Felix Ever After by Kacen Callender
Felix Love has never been in love—and, yes, he’s painfully aware of the irony. He desperately wants to know what it’s like and why it seems so easy for everyone but him to find someone. What’s worse is that, even though he is proud of his identity, Felix also secretly fears that he’s one marginalization too many—Black, queer, and transgender—to ever get his own happily-ever-after.
The Truth Is by NoNieqa Ramos
Fifteen-year-old Verdad doesn’t think she has time for love. She’s still struggling to process the recent death of her best friend, Blanca; dealing with the high expectations of her hardworking Puerto Rican mother and the absence of her remarried father; and keeping everyone at a distance. But when she meets Danny, a new guy at school–who happens to be trans–all bets are off.
None of the Above by I.W. Gregorio
A groundbreaking story about a teenage girl who discovers she was born intersex… and what happens when her secret is revealed to the entire school. Incredibly compelling and sensitively told, None of the Above is a thought-provoking novel that explores what it means to be a boy, a girl, or something in between.
Fantasy & Sci-Fi
Cemetery Boys by Aiden Thomas
When his traditional Latinx family has problems accepting his gender, Yadriel becomes determined to prove himself a real brujo. With the help of his cousin and best friend Maritza, he performs the ritual himself, and then sets out to find the ghost of his murdered cousin and set it free.

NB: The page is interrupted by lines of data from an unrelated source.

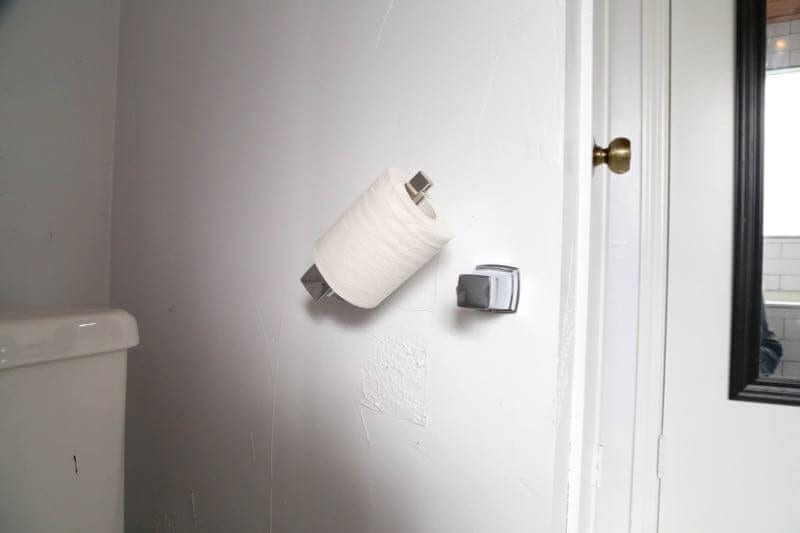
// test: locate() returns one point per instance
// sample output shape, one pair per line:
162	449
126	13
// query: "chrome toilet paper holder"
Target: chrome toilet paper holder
489	288
313	281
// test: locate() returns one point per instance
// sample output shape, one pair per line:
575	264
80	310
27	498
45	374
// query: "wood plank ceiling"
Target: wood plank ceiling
781	10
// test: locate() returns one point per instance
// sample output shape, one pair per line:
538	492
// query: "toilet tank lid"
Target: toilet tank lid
41	336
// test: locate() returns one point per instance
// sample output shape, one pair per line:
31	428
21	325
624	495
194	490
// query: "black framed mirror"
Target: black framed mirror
765	332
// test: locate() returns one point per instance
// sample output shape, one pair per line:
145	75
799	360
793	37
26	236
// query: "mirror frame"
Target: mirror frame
751	48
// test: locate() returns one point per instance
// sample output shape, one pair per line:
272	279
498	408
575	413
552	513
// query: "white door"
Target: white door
613	34
615	207
727	466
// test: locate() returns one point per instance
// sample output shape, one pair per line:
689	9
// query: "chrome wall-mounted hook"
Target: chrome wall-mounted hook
489	288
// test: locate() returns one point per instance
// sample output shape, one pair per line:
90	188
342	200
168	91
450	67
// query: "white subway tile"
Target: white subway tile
776	325
791	329
782	312
778	28
772	251
790	283
791	250
794	58
792	41
791	351
782	266
789	369
776	60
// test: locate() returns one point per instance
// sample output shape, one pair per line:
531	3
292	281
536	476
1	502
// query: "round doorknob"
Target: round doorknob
617	156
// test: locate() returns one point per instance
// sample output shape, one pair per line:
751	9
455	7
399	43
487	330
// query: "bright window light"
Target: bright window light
782	153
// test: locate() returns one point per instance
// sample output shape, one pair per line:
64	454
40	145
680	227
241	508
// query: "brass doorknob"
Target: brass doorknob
617	156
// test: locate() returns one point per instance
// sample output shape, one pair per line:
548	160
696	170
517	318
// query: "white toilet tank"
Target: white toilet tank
62	420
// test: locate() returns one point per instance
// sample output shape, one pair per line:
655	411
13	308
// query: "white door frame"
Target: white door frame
580	356
649	411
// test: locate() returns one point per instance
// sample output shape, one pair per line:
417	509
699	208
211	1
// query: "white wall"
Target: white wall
244	128
57	100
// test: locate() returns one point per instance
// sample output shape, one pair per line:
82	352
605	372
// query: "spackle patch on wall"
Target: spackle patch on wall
395	378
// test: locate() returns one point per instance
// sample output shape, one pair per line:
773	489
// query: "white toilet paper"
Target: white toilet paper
379	242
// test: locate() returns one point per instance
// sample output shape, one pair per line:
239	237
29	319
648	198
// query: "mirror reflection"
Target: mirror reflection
780	327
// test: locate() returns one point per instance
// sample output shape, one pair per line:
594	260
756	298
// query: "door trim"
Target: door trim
653	280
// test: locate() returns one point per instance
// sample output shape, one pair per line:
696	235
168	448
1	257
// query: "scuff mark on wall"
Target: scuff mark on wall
395	379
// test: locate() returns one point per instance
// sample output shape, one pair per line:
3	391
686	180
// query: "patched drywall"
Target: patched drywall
244	130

Dark and Deepest Red by Anna-Marie McLemore
Summer, 1518. A strange sickness sweeps through Strasbourg: women dance in the streets, some until they fall down dead. As rumors of witchcraft spread, suspicion turns toward Lavinia and her family, and Lavinia may have to do the unimaginable to save herself and everyone she loves.
The Mermaid, the Witch and the Sea by Maggie Tokuda-Hall
A desperate orphan turned pirate and a rebellious imperial daughter find a connection on the high seas in a world divided by colonialism and threaded with magic.

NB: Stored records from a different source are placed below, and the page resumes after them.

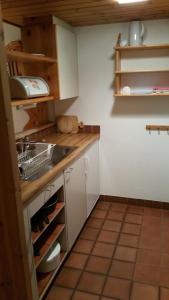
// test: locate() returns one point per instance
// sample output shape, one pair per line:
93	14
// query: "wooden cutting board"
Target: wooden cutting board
68	124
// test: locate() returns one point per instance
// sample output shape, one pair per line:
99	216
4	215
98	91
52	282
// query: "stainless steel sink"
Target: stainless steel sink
35	159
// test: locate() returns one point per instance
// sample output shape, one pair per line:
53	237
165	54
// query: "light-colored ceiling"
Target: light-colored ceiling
84	12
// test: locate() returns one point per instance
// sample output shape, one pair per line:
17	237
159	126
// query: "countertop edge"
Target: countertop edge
32	189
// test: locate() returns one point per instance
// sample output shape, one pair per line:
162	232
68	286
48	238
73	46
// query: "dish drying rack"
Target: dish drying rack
32	157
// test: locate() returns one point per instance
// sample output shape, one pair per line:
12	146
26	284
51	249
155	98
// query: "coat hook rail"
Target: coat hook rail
157	127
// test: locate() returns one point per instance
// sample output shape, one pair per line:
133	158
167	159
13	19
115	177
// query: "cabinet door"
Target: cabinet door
66	45
92	176
75	199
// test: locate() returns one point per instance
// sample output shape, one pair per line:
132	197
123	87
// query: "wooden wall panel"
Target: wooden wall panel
85	12
14	270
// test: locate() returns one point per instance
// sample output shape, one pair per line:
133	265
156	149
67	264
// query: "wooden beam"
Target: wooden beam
14	271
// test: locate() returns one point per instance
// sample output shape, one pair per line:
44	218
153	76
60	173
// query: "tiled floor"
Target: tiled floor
122	253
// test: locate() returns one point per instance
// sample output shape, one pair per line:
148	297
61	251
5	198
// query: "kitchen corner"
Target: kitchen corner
80	140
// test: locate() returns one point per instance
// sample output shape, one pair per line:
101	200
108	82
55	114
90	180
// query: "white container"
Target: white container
23	87
51	261
136	33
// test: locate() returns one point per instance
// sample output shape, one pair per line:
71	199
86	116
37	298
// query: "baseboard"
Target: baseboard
132	201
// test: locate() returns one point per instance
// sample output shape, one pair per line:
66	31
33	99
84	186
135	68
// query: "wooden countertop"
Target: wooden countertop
80	140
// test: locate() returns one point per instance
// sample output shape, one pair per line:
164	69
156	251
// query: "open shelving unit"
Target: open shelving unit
119	73
49	243
25	57
25	102
45	238
18	58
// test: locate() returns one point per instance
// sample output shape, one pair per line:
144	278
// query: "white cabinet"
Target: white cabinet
92	176
49	190
75	191
66	45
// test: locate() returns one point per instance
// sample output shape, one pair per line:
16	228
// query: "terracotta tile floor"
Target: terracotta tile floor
122	253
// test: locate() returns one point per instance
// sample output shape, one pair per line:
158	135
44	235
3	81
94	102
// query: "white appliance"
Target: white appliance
136	33
23	87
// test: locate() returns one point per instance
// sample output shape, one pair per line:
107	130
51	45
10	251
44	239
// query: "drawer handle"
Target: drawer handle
51	185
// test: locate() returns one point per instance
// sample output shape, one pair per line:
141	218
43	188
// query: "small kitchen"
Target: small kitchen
84	126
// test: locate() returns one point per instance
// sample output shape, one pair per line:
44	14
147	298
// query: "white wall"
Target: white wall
133	163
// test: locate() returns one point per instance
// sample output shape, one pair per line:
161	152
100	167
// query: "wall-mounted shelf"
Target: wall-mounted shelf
143	47
22	134
25	57
44	280
144	95
48	243
121	81
157	127
25	102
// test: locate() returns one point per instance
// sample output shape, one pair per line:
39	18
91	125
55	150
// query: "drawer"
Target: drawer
53	186
37	203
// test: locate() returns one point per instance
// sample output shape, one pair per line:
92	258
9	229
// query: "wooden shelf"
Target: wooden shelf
144	47
45	279
52	216
49	243
22	134
144	95
24	102
140	71
24	57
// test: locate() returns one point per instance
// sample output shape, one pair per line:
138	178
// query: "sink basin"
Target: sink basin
35	159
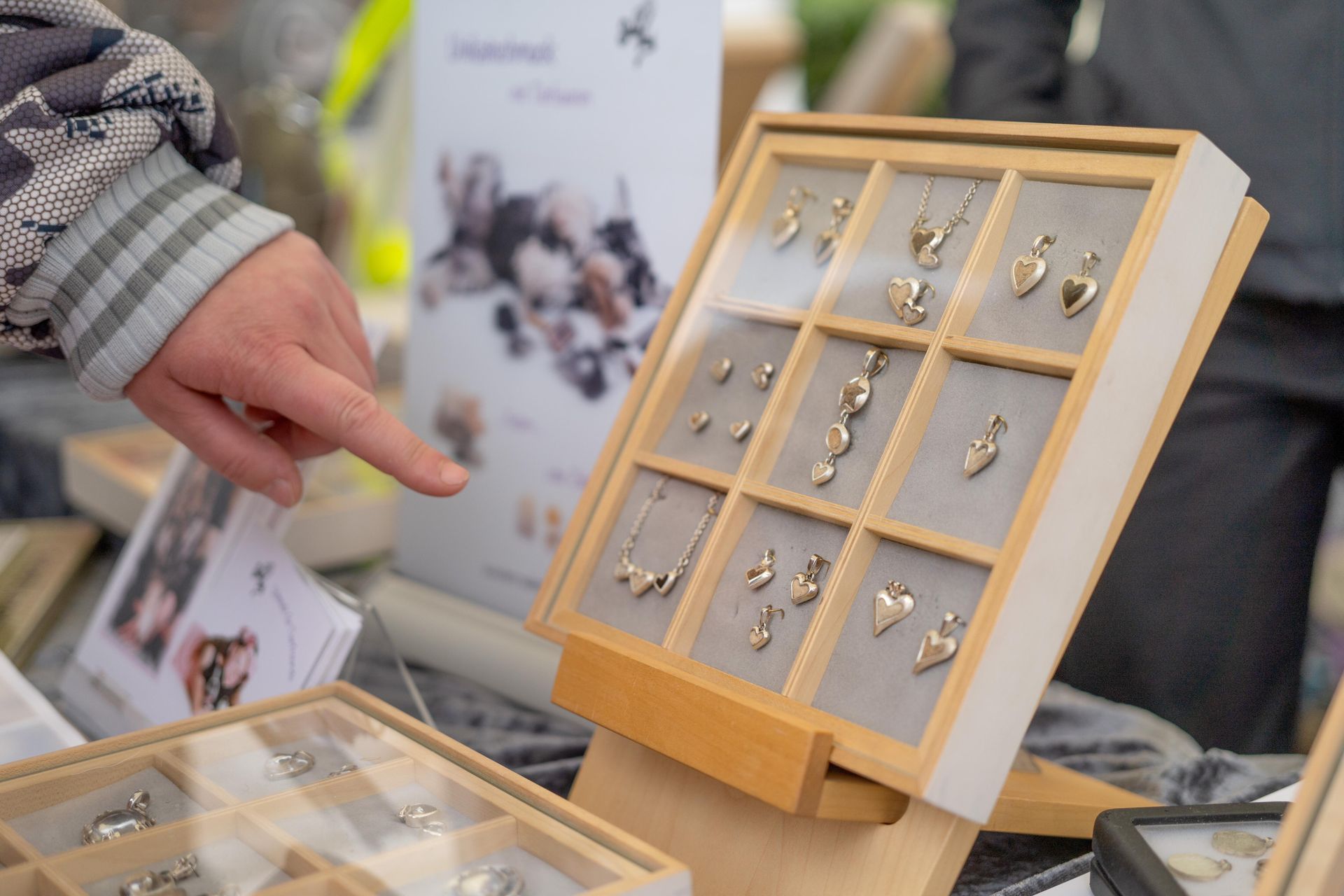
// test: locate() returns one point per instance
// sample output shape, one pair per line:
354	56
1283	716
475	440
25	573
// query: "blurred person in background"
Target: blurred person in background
125	250
1202	612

Dreadnought by April Daniels
Danny Tozer has a problem: she just inherited the powers of Dreadnought, the world’s greatest superhero. Until Dreadnought fell out of the sky and died right in front of her, Danny was trying to keep people from finding out she’s transgender. But before he expired, Dreadnought passed his mantle to her, and those secondhand superpowers transformed Danny’s body into what she’s always thought it should be. Now there’s no hiding that she’s a girl.
Middle-Grade Fiction
George by Alex Gino
BE WHO YOU ARE. When people look at George, they think they see a boy. But she knows she’s not a boy. She knows she’s a girl.
Lily and Dunkin by Donna Gephart
Lily Jo McGrother, born Timothy McGrother, is a girl. But being a girl is not so easy when you look like a boy. Especially when you’re in the eighth grade.
Zenobia July by Lisa Bunker
Zenobia July is starting a new life. She used to live in Arizona with her father; now she’s in Maine with her aunts. She used to spend most of her time behind a computer screen, improving her impressive coding and hacking skills; now she’s coming out of her shell and discovering a community of friends at Monarch Middle School. People used to tell her she was a boy; now she’s able to live openly as the girl she always knew she was.
Gracefully Grayson by Ami Polonsky
Alone at home, twelve-year-old Grayson Sender glows, immersed in beautiful thoughts and dreams. But at school, Grayson grasps at shadows, determined to fly under the radar. Because Grayson has been holding onto a secret for what seems like forever: “he” is a girl on the inside, stuck in the wrong gender’s body.